DENVER - (AP) The Vancouver Canucks didn't pop any corks to celebrate their Northwest Division crown.
In fact, the atmosphere in the locker room was subdued and serene.
Sure, there was some stick slapping and a couple of hearty laughs, yet that was the extent of the revelry after Henrik Sedin's goal 40 seconds into overtime lifted Vancouver to a 1-0 win over the Colorado Avalanche on Saturday.
The message was this: Division titles are nice, but the playoffs await.
By edging Calgary for first place, Vancouver's second division crown in three seasons, the Canucks also locked up the third seed in the Western Conference playoffs in their final game of the regular season. Vancouver (45-27-10) will enter the postseason on a three-game winning streak.
It's been a long climb back to the top of the division.
"A lot of people thought we wouldn't be able to accomplish this," Canucks forward Alexandre Burrows said. "We were 14 or 15 points behind Calgary in January, and nobody probably thought it was possible. But we kept working and got better."
The Canucks secured the division title once the game reached overtime. Had they lost in regulation, it would have set the stage for Calgary to win it with a victory over Edmonton on Saturday night. The Flames had a tiebreaker edge over the Canucks.

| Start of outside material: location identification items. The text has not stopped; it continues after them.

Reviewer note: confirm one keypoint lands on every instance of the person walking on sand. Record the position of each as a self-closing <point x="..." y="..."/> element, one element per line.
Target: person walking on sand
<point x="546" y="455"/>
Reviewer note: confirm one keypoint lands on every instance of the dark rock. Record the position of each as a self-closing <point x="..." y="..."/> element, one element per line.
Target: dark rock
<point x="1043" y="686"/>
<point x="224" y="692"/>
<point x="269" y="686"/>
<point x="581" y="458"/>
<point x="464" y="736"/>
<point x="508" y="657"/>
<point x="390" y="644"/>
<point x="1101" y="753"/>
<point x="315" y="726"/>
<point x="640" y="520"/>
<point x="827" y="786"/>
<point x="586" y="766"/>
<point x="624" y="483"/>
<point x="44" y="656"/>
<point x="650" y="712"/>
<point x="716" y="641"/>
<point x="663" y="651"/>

Vancouver played the final 20 minutes like it was protecting a one-goal lead.
The tactic worked.
"You're always trying to play smart in a 0-0 hockey game," defenseman Willie Mitchell said. "With a division title on the line, you're a little more aware of it. This is a really good feeling."
Sedin scored the winning goal by banking in a shot off the skate of Colorado defenseman Scott Hannan. It was his 22nd goal of the season.
"I was throwing it across to Daniel [Sedin] on the other side, and I was just lucky it hit his skate and went in," he said. "It's nice to get the win."
One that called for a little champagne, if Mitchell had his way.
"We've got to be like baseball -- if you win the division, there's champagne," he said. "Start bringing that tradition into the game of hockey."
Roberto Luongo posted his second straight shutout, stopping 22 shots. But few were difficult.
"I don't think he had a tough night," Mitchell said, grinning.
Luongo, who blanked Los Angeles on Thursday, extended the franchise record with his ninth shutout this season. He has 47 in the NHL, tying him with San Jose's Evgeni Nabokov for fourth among active players. New Jersey goalie Martin Brodeur is first with 101.
"The great thing is this team is playing really well defensively," Luongo said. "It cuts down on the number of big saves I have to make."
Peter Budaj was the hard-luck loser, another unlucky bounce leading to his demise. Budaj allowed a trick shot by Dallas' Mike Ribeiro to trickle in during a shootout loss on Thursday.
"You don't want to point fingers at being unlucky," Budaj said. "Sometimes they go in, sometimes they don't."
Colorado, which will wrap up the season Sunday at home against St. Louis, will finish last in the West for the first time since the team relocated to Denver from Quebec in 1995. The Avalanche have the third fewest points (68) in the NHL, behind the New York Islanders (61) and Tampa Bay (66).
"We gave everything we had and lost," forward Ian Laperriere said. "Got beaten by an unlucky goal."
Laperriere skated in his 1,000th NHL game on Saturday, an accomplishment he'll always cherish. The gritty forward made his debut on March 3, 1994, while with the St. Louis Blues. He has played for four teams, and spent the last four seasons with the Avalanche.
"It is meaningful," he said. "If I look back at my career, it's my effort that I'm proudest of ... I worked hard so I could play into my 30s, and I'm still playing hard at 35."
The Canucks were without Taylor Pyatt as he missed a fifth straight game after his fiancee, Carly Bragnalo, was killed in a car crash while vacationing with family in Jamaica.
"The situation has been on our minds," Luongo said. "It has been tough."